In talking with Beth a couple days ago, she said she is still waiting for a copy of the deed from the seller, before she can order the ROFR Waiver documents.  When I asked about the estoppel, she said that will come when Hilton signs the Waiver, which I find is odd.  I would have thought I can get the estoppel letter at first to verify everything is correct before proceeding further?

Thanks,
Great3


----------



## presley (Sep 12, 2014)

Great3 said:


> I do have a question though about the estoppel, do you get that at first, or does it comes when ROFR Waiver is signed by Hilton?
> 
> In talking with Beth a couple days ago, she said she is still waiting for a copy of the deed from the seller, before she can order the ROFR Waiver documents.  When I asked about the estoppel, she said that will come when Hilton signs the Waiver, which I find is odd.  I would have thought I can get the estoppel letter at first to verify everything is correct before proceeding further?



I recently sold a contract and the estoppel came to me after Hilton had already waived ROFR and filled it out.  It was towards the end of the closing process.  I also thought it was odd, but to tell you the truth, it's more accurate that way.  Imagine if it was filled out in the beginning and the owner started using up points during the closing process.


----------



## Seth Nock (Sep 13, 2014)

Hilton sends Estoppels at the same time as the waiver of right of first refusal.  Marriott on the other hand send them independently from each other.  The closing companies that we use for Marriott and For Disney request an updated closing 2-3 days before closing.

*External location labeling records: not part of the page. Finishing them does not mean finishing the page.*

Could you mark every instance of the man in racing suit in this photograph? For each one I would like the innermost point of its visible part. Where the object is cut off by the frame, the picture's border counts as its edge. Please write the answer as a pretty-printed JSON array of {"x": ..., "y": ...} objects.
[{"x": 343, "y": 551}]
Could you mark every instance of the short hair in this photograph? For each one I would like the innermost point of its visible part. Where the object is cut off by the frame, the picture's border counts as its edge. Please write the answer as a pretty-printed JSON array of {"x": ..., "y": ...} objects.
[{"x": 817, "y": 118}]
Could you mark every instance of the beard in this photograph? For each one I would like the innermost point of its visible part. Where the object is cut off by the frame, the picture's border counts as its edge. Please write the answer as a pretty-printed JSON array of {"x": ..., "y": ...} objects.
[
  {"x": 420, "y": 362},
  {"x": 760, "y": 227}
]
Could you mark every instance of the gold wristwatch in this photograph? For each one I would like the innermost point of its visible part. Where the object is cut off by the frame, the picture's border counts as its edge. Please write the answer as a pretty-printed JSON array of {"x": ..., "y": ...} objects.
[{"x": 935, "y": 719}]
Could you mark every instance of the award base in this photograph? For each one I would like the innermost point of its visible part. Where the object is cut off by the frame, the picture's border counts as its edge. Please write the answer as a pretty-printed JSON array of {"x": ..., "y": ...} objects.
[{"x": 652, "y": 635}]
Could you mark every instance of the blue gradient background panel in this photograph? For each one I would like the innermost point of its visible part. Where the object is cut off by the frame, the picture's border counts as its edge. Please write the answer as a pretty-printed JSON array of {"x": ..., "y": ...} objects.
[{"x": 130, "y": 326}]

The closing costs are not that high.  The price they have quoted includes title insurance.  Most of the closing companies we use do a title search and only do title insurance if there is something questionable.  I do not think Chicago Title will do a title search without insurance.  It is either no protection or full protection.


----------



## Great3 (Sep 15, 2014)

Thanks Presley and Seth about the information on the estoppels.  I guess once Hilton decides to waiver, it makes sense also to get the estoppel than also to verify everything is right before proceeding to make final $$$ deposits.

Chicago Title did send me a copy of the previous deed, and it does show that the seller purchase this unit at an auction due to a foreclosure on previous owner.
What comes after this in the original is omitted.